De l’argent à Rio au bronze à Tokyo

Les deux médailles olympiques individuelles d’An racontent également l’histoire de sa durabilité. Les Jeux de Rio 2016 ont eu lieu alors qu’il approchait de son apogée en compétition, un an seulement après être devenu champion du monde. Tokyo était différent. Cinq années ont passé, les rivaux ont changé et l’ensemble du paysage des moins de 66 kg s’est développé, mais An est revenue sur le podium olympique avec le bronze.

A Paris 2024, il était l’une des figures expérimentées de l’équipe coréenne. Même si aucune autre médaille olympique individuelle n’a suivi, An est resté précieux dans la compétition par équipes mixtes. Sa victoire sur l’Allemand Igor Wandtke, le 3 août, a une nouvelle fois démontré la veille concurrentielle accumulée au cours de plus d’une décennie au plus haut niveau.

Il s’agissait d’un dernier chapitre olympique approprié pour un judoka dont l’importance pour la Corée s’étendait de plus en plus au-delà de ses propres ambitions de médaille.

Transmettre l’expérience à une autre génération

An a commencé le judo à l’école primaire d’Anyang et a ensuite représenté la mairie de Namyangju, se développant sous la direction de l’entraîneur Seon Chan-Jong. Aujourd’hui, sa relation avec le sport change à nouveau à mesure qu’il devient entraîneur.
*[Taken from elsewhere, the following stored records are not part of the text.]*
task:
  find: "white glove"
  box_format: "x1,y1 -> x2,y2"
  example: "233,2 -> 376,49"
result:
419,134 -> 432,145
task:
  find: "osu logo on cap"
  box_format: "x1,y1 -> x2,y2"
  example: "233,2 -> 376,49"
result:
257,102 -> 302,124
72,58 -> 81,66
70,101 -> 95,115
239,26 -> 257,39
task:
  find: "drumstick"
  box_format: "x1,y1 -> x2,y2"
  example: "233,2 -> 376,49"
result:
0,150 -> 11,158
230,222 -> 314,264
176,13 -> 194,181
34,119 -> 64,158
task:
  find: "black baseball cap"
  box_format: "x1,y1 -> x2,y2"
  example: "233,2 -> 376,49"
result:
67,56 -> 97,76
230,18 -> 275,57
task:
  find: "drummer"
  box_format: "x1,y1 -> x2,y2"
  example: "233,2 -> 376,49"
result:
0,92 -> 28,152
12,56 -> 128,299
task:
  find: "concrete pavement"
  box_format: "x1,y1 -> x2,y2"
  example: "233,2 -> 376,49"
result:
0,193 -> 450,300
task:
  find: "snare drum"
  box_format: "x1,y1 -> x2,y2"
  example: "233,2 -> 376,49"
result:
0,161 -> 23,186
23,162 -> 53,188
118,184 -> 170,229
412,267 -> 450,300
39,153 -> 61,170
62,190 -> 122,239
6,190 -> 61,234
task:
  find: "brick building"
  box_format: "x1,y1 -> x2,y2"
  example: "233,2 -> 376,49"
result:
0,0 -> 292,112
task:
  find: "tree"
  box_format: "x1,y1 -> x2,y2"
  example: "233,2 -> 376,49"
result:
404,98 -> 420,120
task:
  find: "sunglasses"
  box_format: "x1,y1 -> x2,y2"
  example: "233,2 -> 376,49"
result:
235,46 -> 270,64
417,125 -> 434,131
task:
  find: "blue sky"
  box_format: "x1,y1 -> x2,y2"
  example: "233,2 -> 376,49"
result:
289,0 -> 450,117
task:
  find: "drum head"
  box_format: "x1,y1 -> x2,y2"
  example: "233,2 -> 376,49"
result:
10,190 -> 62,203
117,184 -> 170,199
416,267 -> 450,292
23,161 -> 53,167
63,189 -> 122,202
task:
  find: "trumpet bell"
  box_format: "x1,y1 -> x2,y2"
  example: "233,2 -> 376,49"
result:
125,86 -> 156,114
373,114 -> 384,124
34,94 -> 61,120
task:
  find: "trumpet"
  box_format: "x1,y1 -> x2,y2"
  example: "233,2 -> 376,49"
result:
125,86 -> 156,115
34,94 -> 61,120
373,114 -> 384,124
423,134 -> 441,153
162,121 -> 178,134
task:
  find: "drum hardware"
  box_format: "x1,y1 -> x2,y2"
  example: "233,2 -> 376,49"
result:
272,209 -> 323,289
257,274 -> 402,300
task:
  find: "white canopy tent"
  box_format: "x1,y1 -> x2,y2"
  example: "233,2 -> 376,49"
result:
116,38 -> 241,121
Cette transition semble naturelle pour quelqu’un qui a vécu presque toutes les étapes accessibles à un judoka d’élite. An a été champion du monde junior, champion du monde senior, prétendant au numéro mondial, vainqueur du Grand Chelem, champion du Masters et finaliste olympique. Il a également connu des blessures, des défaites, des rivalités difficiles et le défi de rester compétitif sur la scène internationale avec l’arrivée de jeunes athlètes.

Cette connaissance est difficile à reproduire à partir d’un manuel de coaching.
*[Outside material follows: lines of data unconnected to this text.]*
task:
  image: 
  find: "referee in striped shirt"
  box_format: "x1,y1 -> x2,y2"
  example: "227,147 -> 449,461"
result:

An Baul quitte la compétition internationale avec un titre mondial de 2015, l’argent olympique de Rio, le bronze olympique de Tokyo et des médailles de bronze aux Championnats du monde de Bakou et de Tachkent. Ses victoires majeures s’étendent d’Abou Dhabi en 2015 au Masters et au Grand Chelem de Tachkent six ans plus tard.

Pourtant, la mesure la plus efficace de sa carrière est peut-être simplement la durée pendant laquelle il a compté. Pendant 13 saisons internationales, les adversaires entrant dans la catégorie -66 kg savaient qu’ils pourraient avoir à résoudre An Baul quelque part lors du tirage au sort.